When he landed ten minutes later, he came running up to me (the helicopter did not shut down). "How long will it take you to get the company back to Fort Bragg?" he asked — the first words out of his mouth.
"It'll take a while," I answered, "because they are spread out all over these mountains in various operating areas, and we don't have enough transportation to move the entire company in one lift. I guess with the vehicles that we have, and with what they can come up with through their local civilian contacts, we could all close Fort Bragg sometime during the night."
"Good," he said. "Go back and get them organized and moving."
Then he explained: "The training centers have overflowed, and just this morning we received the mission to conduct basic entry-level training for approximately five hundred new infantry draftees that will arrive at Bragg within three to four days.
"Group is working on where to house them," he went on, "and what parts of the training might be done more efficiently by committee" — weapons training and the like—"and this should be pretty well finalized by the time I get back.
"You have more training experience of this nature than anyone else in the Group," he continued, "and the Group Commander" — by then Colonel Leroy Stanley—"and I want you to lead a group of selected cadre to Fort Jackson, departing at six in the morning, to observe how they conduct Basic Combat Training" — in this case he meant the first eight weeks—"and bring back all the lesson plans you can gather up."
"No problem, sir," I answered. "I'll get the company moving right away. As for the basic training part, I've got this cold, from beginning to end, and can teach all the subjects blindfolded. But we'll have to give our cadre some preliminary training to get started, and I can do that in a couple of days, and continuing as we progress through the training cycle.
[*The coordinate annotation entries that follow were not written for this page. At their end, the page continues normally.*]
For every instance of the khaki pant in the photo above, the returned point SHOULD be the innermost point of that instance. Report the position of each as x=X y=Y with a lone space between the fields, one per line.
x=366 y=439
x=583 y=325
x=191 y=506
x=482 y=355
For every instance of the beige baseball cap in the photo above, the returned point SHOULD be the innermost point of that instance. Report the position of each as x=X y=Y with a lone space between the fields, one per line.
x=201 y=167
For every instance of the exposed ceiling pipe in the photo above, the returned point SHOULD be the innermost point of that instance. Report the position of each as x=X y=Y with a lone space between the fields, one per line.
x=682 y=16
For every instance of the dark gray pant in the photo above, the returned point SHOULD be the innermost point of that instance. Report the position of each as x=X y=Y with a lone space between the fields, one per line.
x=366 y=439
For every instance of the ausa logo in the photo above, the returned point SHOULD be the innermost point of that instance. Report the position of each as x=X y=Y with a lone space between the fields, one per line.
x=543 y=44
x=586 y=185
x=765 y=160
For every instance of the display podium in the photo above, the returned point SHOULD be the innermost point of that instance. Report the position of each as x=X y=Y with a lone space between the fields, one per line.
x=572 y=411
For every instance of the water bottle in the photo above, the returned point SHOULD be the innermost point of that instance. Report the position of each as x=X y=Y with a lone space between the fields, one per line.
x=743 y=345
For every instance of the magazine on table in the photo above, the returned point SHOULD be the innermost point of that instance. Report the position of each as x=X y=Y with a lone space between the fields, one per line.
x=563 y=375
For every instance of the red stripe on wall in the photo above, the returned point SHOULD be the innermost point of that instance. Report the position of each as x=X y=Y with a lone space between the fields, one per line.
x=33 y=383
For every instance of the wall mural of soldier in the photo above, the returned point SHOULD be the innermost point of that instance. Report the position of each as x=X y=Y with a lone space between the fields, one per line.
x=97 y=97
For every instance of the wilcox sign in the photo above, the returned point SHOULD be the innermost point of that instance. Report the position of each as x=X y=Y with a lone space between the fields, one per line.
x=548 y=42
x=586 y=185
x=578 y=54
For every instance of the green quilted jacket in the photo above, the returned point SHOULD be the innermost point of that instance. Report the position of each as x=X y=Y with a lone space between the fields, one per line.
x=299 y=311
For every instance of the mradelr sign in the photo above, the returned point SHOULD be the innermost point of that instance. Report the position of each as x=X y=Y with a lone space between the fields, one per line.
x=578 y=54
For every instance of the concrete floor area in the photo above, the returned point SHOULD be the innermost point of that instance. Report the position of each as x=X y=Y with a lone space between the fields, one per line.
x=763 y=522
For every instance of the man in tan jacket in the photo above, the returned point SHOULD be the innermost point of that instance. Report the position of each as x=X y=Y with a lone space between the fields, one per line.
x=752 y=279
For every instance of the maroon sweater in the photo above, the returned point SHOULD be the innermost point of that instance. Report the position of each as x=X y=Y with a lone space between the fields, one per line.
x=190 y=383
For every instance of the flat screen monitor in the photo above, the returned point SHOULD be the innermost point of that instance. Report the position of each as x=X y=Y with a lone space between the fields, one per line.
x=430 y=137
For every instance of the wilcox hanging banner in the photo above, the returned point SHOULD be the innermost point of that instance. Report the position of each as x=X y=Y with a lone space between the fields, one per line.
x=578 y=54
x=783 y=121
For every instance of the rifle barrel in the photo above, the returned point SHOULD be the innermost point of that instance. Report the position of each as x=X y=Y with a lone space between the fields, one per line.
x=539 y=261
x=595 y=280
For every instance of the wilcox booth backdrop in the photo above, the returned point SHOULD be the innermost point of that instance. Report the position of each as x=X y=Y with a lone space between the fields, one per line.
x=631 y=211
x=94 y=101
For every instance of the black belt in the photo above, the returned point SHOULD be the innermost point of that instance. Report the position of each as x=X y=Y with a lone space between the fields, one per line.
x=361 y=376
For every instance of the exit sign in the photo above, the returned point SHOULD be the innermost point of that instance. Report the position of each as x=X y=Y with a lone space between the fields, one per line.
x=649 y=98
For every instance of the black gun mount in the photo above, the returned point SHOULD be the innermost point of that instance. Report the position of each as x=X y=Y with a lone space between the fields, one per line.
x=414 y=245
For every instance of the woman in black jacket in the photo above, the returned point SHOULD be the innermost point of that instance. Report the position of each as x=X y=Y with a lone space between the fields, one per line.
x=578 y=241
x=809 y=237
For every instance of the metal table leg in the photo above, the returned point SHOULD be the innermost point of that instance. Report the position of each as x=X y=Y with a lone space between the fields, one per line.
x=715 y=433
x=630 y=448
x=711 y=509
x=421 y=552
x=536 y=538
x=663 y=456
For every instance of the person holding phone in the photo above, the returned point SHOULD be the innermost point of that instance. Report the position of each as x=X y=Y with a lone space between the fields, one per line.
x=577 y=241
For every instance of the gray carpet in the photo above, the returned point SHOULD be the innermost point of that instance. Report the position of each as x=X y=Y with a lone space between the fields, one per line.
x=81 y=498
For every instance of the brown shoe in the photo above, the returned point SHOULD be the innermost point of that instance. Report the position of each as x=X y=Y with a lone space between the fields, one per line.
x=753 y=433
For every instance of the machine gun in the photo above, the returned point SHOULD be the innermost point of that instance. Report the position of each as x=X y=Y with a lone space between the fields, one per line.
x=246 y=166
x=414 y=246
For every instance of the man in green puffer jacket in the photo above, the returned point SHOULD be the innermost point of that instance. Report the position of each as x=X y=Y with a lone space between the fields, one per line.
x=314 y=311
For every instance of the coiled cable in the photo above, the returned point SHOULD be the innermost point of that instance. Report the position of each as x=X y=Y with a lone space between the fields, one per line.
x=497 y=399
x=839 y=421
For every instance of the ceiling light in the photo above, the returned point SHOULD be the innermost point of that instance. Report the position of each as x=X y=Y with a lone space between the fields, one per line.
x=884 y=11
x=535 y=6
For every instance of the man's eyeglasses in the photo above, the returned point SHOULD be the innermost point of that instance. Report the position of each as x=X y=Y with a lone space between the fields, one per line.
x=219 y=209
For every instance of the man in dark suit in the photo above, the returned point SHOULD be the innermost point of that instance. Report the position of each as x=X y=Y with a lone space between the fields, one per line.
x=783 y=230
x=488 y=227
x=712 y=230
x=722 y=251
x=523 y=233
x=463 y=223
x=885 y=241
"What you can do, sir, to facilitate organizing for training," I told him, "is to go back and begin to pick and structure the cadre for a training battalion that will consist of three companies." And then I laid out how the structure ought to work: "These should be commanded by captains, with a sergeant major or master sergeant as first sergcant; four platoons per company should be commanded by a lieutenant, with a master sergeant or sergeant first class as platoon sergeant; and each platoon should consist of four squads, each led by a staff sergeant or sergeant." I also told him that it would be very beneficial if I could take to Fort Jackson with me our three company commanders and one representative (officer or NCO) from each platoon (a total of fifteen), to observe firsthand how it is done.
"Okay," Hoyt said. "You'll be commanding one of the companies. And while you're putting your guys together out here, I'll go back and ensure that the right people are ready for the trip to Fort Jackson."
On my way back to our base camp, I was thinking, "Man, what an opportunity to turn out the best-trained and — motivated battalion ever. With all of these outstanding NCOs, there's no limit to what we can do for these new men."
At the same time, I couldn't help but contrast the performance of our Special Forces guys in a training situation with what I'd had to handle in my last training company at Fort Jackson: It was me and an outstanding first sergeant (Ned Lyle, to my knowledge the only man in the Army authorized to wear the bayonet as a decoration), a Specialist 4 company clerk (who was pending charges for hoarding mail and possessing pornographic materials), four NCOs (all possessing medical profiles that precluded their making the morning twenty-minute run; instead I kept them posted at strategic locations where they could police up the stragglers while I ran the company), a mess sergeant who was addicted to paregorie, and a supply scrgcant I didn't trust. This was all that I had to work with, and I thought we did a good job — considering.